Abbiamo parlato di inettitudine, ma non bisogna neppure esagerare. Che essa abbia avuto un ruolo non secondario è del tutto evidente, ma – andando al fondo delle cose – essa ci rimanda però ad un’altra e più profonda questione. La totale inadeguatezza dei gialloverdi (sia sul versante M5s che su quello della Lega), rispetto all’ipotesi di uno scontro serio con l’Ue, non è solo un problema di competenza e preparazione. Essa dipende invece in primo luogo dall’assoluta ambiguità di queste forze, capaci magari di dire dei no a Bruxelles – ed è per questo che abbiamo preferito il governo gialloverde ad altre maggioranze -, ma del tutto indisponibili ad elaborare una visione coerente, strategicamente orientata alla riconquista della sovranità nazionale.

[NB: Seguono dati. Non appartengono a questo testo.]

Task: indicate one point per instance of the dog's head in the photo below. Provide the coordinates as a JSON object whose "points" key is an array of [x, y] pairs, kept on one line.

Questa ambiguità è costitutiva e non è una scoperta dell’oggi. Nei Cinque Stelle essa è il frutto dell’idea di un partito non-partito volto al pragmatismo, rigorosamente a-ideologico ma fortemente intriso dal “politicamente corretto”. Nella Lega l’ambiguità è maggiormente legata al suo blocco sociale decisamente ampio, ma sempre condizionato da una borghesia padana arraffona (vedi Tav e regionalismo differenziato) e filo-tedesca. Il fatto è che queste ambiguità avrebbero potuto evolvere positivamente, se i gruppi dirigenti dei due partiti avessero lavorato alla coesione in nome della lotta al comune nemico. E’ avvenuto invece l’esatto contrario. Ed il risultato è oggi il governo della restaurazione. Non solo: il risultato è che i Cinque Stelle sono stati cooptati nel dominante blocco eurista, mentre nella Lega le matrici securitarie, liberiste e nordiste (dunque anti-italiane) prevalgono nettamente su tutto il resto.


Due paroline finali

Siccome sappiamo come la Lega raccolga consensi anche tra sinceri sovranisti che dicono di stare lì perché non vedono alternative, mi pare opportuno dire due parole a chi ancora si illude su Salvini.

Chi scrive non è affetto dall’ossessione antifascista. E chi invece lo è, dovrebbe oggi riflettere sulla comica di un “pericolo fascista” sventato da Renzi. Se il Bomba di Rignano è stato sufficiente allo scopo, forse quel “fascismo” tanto pericoloso non era. Ma so benissimo come neppure questa sobria considerazione possa far cambiare idea a quella sinistra sinistrata che ha fatto addirittura appello (quasi ce ne fosse stato bisogno…) a Pd ed M5s affinché si accordassero.

Ma lasciamo perdere costoro e torniamo a bomba, cioè alla Lega. Della quale possiamo dire alcune cose semplici assai. Fascismo no, ma liberismo estremo sì. Fascismo no, ma securitarismo forcaiolo sì. Fascismo no, ma rottura dell’unità nazionale sì. Fascismo no, ma mercatismo e privatizzazioni sì. Fascismo no, ma atlantismo e filo-sionismo all’ennesima potenza sì. Come si pensa che tutto ciò possa sposarsi con una battaglia per la liberazione nazionale?

Sia chiaro, se vogliamo stare con i piedi per terra dobbiamo dire chiaramente che per liberarsi dal giogo eurista sarà ad un certo punto necessario unire tutte le forze disponibili in un nuovo Cln che, come quello sorto nel 1943, dovrà accogliere anche forze di destra purché decise alla comune battaglia. Tutto ciò è assolutamente evidente, ma - questa è oggi la domanda - quale sincero sovranista può ancora illudersi, viste le posizioni di cui sopra ed i danni che ha fatto alla causa della liberazione, sul pallone gonfiato Salvini Matteo?

Suvvia, siamo seri. Siamo seri, per favore.